BLAKE: No, it doesn’t. I think that’s the logical fallacy that justifies chaos. For example, if you’re in a relationship where you feel genuinely peaceful, that’s just one thing in your life that’s covered. You don’t have to then just stop in all other areas. Just because you’re not feeling intense anxiety about that, it doesn’t mean that you’re not going to feel anxiety about other things. And also, why would you want to? Forward momentum isn’t mutually exclusive from peace.
KHUSHI: Moving forward with peace. Album number two.
BLAKE: We can’t really avoid moving forward, can we? We’re literally traversing space-time at a certain rate, and there’s nothing we can do about it. And if we want to live integrally and we have ambitions, then we’re going to need to pursue those ambitions. Otherwise you’ll be repressed and ultimately discontented. I don’t think Diplo expected that Instagram post to be unpacked in the way we have.

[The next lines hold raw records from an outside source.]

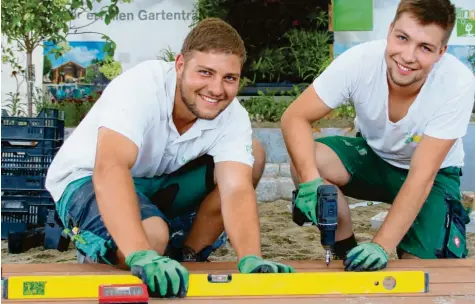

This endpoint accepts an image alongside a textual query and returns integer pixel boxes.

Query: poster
[43,0,196,101]
[334,0,475,73]
[43,41,110,100]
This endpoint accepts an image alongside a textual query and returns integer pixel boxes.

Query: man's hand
[343,243,388,271]
[125,250,189,298]
[238,255,295,273]
[295,177,323,225]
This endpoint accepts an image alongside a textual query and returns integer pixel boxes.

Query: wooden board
[2,259,475,304]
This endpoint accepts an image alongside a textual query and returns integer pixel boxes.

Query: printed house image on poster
[43,41,110,100]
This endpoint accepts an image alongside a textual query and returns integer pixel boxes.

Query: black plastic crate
[2,189,54,206]
[2,109,64,141]
[2,140,63,157]
[2,151,54,189]
[1,197,55,239]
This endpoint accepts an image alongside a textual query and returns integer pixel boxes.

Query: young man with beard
[46,18,294,297]
[282,0,475,271]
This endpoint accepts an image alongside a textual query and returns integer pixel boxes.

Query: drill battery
[292,185,338,249]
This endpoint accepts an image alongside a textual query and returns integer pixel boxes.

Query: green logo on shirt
[457,7,475,37]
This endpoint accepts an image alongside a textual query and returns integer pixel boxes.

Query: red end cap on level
[99,284,148,304]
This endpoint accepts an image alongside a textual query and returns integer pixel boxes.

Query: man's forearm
[93,168,152,257]
[221,184,261,260]
[373,177,433,253]
[281,118,320,183]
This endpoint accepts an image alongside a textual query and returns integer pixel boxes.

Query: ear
[175,53,185,76]
[436,44,447,62]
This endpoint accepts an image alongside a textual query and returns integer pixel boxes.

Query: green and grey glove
[125,250,189,298]
[295,177,323,225]
[238,255,295,273]
[343,242,389,271]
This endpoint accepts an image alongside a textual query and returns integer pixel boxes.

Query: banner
[43,0,196,100]
[333,0,475,72]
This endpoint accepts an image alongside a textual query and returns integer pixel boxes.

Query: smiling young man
[281,0,475,271]
[46,18,294,297]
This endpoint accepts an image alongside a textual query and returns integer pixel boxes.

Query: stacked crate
[1,109,64,239]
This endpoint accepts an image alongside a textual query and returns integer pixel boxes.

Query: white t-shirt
[46,60,254,201]
[313,40,475,169]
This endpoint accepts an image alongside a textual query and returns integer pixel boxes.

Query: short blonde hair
[181,18,247,64]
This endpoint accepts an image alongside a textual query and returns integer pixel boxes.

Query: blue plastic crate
[2,151,53,190]
[2,189,54,206]
[2,109,64,141]
[1,196,54,239]
[2,140,63,156]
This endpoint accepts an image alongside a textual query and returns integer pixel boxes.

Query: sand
[1,196,475,263]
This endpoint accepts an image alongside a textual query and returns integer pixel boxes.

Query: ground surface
[2,196,475,264]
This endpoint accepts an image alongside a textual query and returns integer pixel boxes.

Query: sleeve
[424,80,475,139]
[313,44,366,109]
[97,64,160,149]
[208,105,254,167]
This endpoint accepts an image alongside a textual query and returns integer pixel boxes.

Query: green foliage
[99,61,122,80]
[242,91,292,122]
[1,0,131,56]
[241,85,301,122]
[34,88,100,128]
[191,0,228,27]
[250,12,332,82]
[157,46,176,62]
[2,92,26,116]
[468,45,475,73]
[43,56,53,76]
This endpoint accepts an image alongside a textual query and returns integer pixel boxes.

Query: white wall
[1,0,196,110]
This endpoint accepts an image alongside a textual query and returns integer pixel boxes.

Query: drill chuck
[292,185,338,265]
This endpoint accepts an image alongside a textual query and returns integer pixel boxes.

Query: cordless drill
[292,185,338,266]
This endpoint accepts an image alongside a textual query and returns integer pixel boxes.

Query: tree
[1,0,131,116]
[468,45,475,73]
[43,56,53,76]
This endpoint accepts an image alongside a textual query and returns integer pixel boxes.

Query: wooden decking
[2,259,475,304]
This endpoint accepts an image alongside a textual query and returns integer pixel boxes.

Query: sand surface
[1,200,475,263]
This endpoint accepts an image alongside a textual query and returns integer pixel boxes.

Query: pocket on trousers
[445,200,470,258]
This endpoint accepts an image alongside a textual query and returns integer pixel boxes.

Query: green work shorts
[316,136,470,259]
[56,155,223,264]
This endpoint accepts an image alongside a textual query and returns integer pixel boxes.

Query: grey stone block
[277,177,295,201]
[279,163,292,177]
[256,177,279,202]
[262,163,279,177]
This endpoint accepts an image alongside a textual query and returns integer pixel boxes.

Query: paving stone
[279,163,292,177]
[262,163,279,177]
[256,177,280,202]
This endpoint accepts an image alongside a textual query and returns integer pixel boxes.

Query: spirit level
[3,271,429,299]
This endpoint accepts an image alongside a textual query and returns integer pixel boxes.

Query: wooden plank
[2,296,475,304]
[2,259,475,274]
[3,265,475,283]
[2,259,475,304]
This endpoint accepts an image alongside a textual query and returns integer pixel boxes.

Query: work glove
[295,177,323,225]
[125,250,189,298]
[238,255,295,273]
[343,242,388,271]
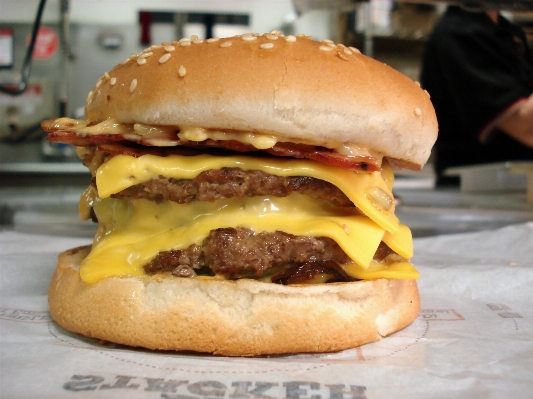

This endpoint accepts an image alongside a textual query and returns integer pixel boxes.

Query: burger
[42,31,437,356]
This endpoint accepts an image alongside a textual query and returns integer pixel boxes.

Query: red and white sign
[26,26,59,60]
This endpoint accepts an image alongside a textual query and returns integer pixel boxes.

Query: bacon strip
[43,125,380,172]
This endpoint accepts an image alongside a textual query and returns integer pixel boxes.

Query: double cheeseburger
[43,31,437,356]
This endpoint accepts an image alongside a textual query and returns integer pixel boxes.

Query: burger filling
[70,147,418,284]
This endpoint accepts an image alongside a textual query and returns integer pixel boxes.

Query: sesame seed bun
[86,34,437,169]
[49,247,420,356]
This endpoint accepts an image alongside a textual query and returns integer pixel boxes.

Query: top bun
[85,32,437,169]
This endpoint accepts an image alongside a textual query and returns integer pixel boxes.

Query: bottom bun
[48,247,420,356]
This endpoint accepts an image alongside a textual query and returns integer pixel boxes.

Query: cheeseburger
[43,31,437,356]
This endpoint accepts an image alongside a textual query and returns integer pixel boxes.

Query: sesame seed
[130,79,137,93]
[159,53,170,64]
[241,33,257,42]
[337,51,348,61]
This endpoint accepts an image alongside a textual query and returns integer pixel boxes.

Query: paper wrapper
[0,223,533,399]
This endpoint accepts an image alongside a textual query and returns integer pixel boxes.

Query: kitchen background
[0,0,533,235]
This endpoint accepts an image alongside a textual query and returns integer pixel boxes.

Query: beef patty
[107,168,354,207]
[144,228,399,284]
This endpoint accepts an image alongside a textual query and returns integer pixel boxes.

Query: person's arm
[496,94,533,148]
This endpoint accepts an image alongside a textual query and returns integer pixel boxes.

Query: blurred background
[0,0,533,236]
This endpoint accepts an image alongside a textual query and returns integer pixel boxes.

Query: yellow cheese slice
[80,193,385,282]
[343,261,420,280]
[96,155,399,233]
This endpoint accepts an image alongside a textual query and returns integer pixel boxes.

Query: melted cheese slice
[343,261,420,280]
[96,155,400,233]
[80,193,412,283]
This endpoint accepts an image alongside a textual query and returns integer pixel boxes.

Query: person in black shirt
[421,6,533,185]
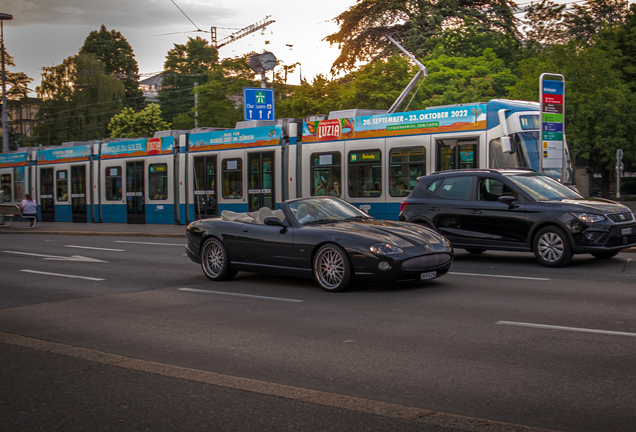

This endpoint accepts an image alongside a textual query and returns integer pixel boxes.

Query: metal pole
[194,83,199,129]
[0,21,9,153]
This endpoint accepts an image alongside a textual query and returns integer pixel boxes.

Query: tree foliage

KHUSHI: Two hours after he posted it.
BLAKE: I don’t think he wrote that thinking this is going to be analyzed within an inch of its life. He probably just thought, “I’m not really that content, but I’m creative and I’m driven.” And he wrote it down the way he did, but ultimately, there are holes in it, if I’m honest.
KHUSHI: You’re going to start some big beef.
BLAKE: Love and respect to Diplo, but I do disagree. But then again, he’s saying it for himself. He’s not trying to speak for me or everyone else. I think when you find contentment, maybe that’s the perfect harmony with the world. But I never do—I always feel like I could do more. I want contentment and creativity and peace and to move forward, all at the same time. I also think his Instagram post bleeds into the myth about depression being necessary for creativity, and I don’t think it necessarily is. I think it makes it harder to be creative. It might give you, necessarily, an addiction to work, but that doesn’t make you more creative. Creativity is different to work rate, and I think that is potentially a topic that people in, especially in America or England, I feel like work rate and productivity and creativity are all almost bundled together as if they’re the same thing, but they’re really not.
KHUSHI: That’s one thing I’ve learned from my album process—trying to work with as much joy as possible—because that’s often when things happen quickest. Not because you’re forcing yourself to do it, but because you’re tuned into natural pleasure and a natural pull towards this thing that you can’t help but do.
BLAKE: I think that the amount of work that a lot of creative people put into their craft, it displaces some of the time that they could be spending on actually figuring out why they are unhappy. I had to stop making music so much and working so much and traveling so much to figure out what I was feeling. I was writing about the same stuff over and over and over again. I was stuck on a loop.
KHUSHI: Yeah, it wasn’t that you were cracking up.
BLAKE: No, I wasn’t gaining much creative ground, I was just talking about the same old things. And I think I realized I was stuck and I needed to un-stick myself and working hard wasn’t doing that. I’m wondering for the purposes of this interview, what do you do for self-care outside of making music?
KHUSHI: I press my forehead to lamp posts. That’s mainly it. Lamp post therapy. That was a good question. As well as pressing my forehead to various things, I also value relationships with people. Balancing that with music and not seeing the two as in competition with each other.